As the holiday season offically gets underway this week, South Carolina law enforcement officers are urging shoppers to be careful. SLED and the Secret Service are warning that December sees the most fraud, scams, and counterfeiting out of any month of the year.
In a press conference Monday, SLED director Reggie Lloyd warned the public to be on their guard against thieves. He says holiday shoppers are often easy targets.
They’re thinking about wonderful holiday parties. They’re thinking about getting together with family. They sort of let their guard down and they’re leaving packages in their car. They’re leaving their homes and windows open so that people see Christmas presents.
Columbia police chief Randy Scott says little steps can help prevent crime.
When you do get those great gifts (from the store), don’t just leave them in the car in the driveway overnight. Or when you do purchase that large-screen TV, just simply putting that box outside your home is like an advertisement.

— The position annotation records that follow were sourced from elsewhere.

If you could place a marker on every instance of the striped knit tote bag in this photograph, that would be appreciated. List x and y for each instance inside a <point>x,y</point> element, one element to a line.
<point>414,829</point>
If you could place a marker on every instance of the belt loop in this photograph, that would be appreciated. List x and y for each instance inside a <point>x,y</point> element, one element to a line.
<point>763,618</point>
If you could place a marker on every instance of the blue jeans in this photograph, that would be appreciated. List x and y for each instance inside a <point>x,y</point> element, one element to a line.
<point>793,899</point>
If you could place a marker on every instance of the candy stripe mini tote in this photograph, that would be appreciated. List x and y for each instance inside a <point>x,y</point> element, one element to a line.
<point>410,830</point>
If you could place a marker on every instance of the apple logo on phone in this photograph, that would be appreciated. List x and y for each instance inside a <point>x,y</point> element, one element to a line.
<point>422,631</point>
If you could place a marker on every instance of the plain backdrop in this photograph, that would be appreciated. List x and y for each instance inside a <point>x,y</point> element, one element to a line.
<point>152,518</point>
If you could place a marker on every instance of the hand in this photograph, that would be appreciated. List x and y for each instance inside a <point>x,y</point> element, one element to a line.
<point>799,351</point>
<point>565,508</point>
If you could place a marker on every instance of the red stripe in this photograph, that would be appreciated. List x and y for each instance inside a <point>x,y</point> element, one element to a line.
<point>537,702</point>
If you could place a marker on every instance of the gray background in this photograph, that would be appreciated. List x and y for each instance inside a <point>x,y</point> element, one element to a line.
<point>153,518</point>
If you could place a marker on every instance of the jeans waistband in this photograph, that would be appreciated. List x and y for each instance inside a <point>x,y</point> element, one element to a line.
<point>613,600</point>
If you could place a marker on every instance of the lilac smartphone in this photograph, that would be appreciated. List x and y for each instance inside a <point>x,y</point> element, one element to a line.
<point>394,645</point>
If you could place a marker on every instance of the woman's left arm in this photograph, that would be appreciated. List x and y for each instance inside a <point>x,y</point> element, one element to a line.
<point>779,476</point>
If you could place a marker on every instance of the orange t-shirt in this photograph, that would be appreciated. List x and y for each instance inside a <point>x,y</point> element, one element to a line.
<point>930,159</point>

While theft is a major problem, Lloyd says fraud is also an issue in the state.
South Carolina, unfortunately, is a state where we have too many victims of…white collar crime. All of those types of schemes generally, with the increase of activity during the holidays, with people distracted… generally increase.
Counterfeiting also goes up before Christmas. The Secret Service says they expect around $50,000 in counterfeit bills will appear in the Midlands alone this year. That’s easily above the area monthly average of $30,000 to $40,000. The Secret Service’s special agent overseeing the Columbia office, Mike Williams, warned shoppers to watch out.
If you suspect that you have a counterfeit bill, take the necessary precautions to make sure that it’s genuine. Because, if that bill is counterfeit, it’s a loss either to that consumer or to that business.
Williams recommended examining security fibers that can be seen when the bill is held up to the light. If the bill is authentic, you should be able to read its denomination (such as “twenty dollars,” for example). You can also check to see if the portrait looks three-dimensional and is slightly to the left, rather than directly in the middle, of the bill.
Scammers are also using new technology to steal credit card information. Lloyd said some of the methods include creating fake websites posing as real stores, and illegally setting up “skimming” devices at ATMs that can read card account information.
If you suspect that your card information has been stolen, you should contact your bank and credit card company as soon as possible to let them know, Lloyd said.
Scott said officers aren’t trying to scare anyone, but just alerting shoppers so they know what’s out there.
We’re just putting this information out…We encourage you to shop and have a great holiday season. These are just some of the tips that we wanted to reiterate so you won’t be that victim and ruin your holiday.
SLED is stepping up enforcement over the next month to prepare for the holiday rush.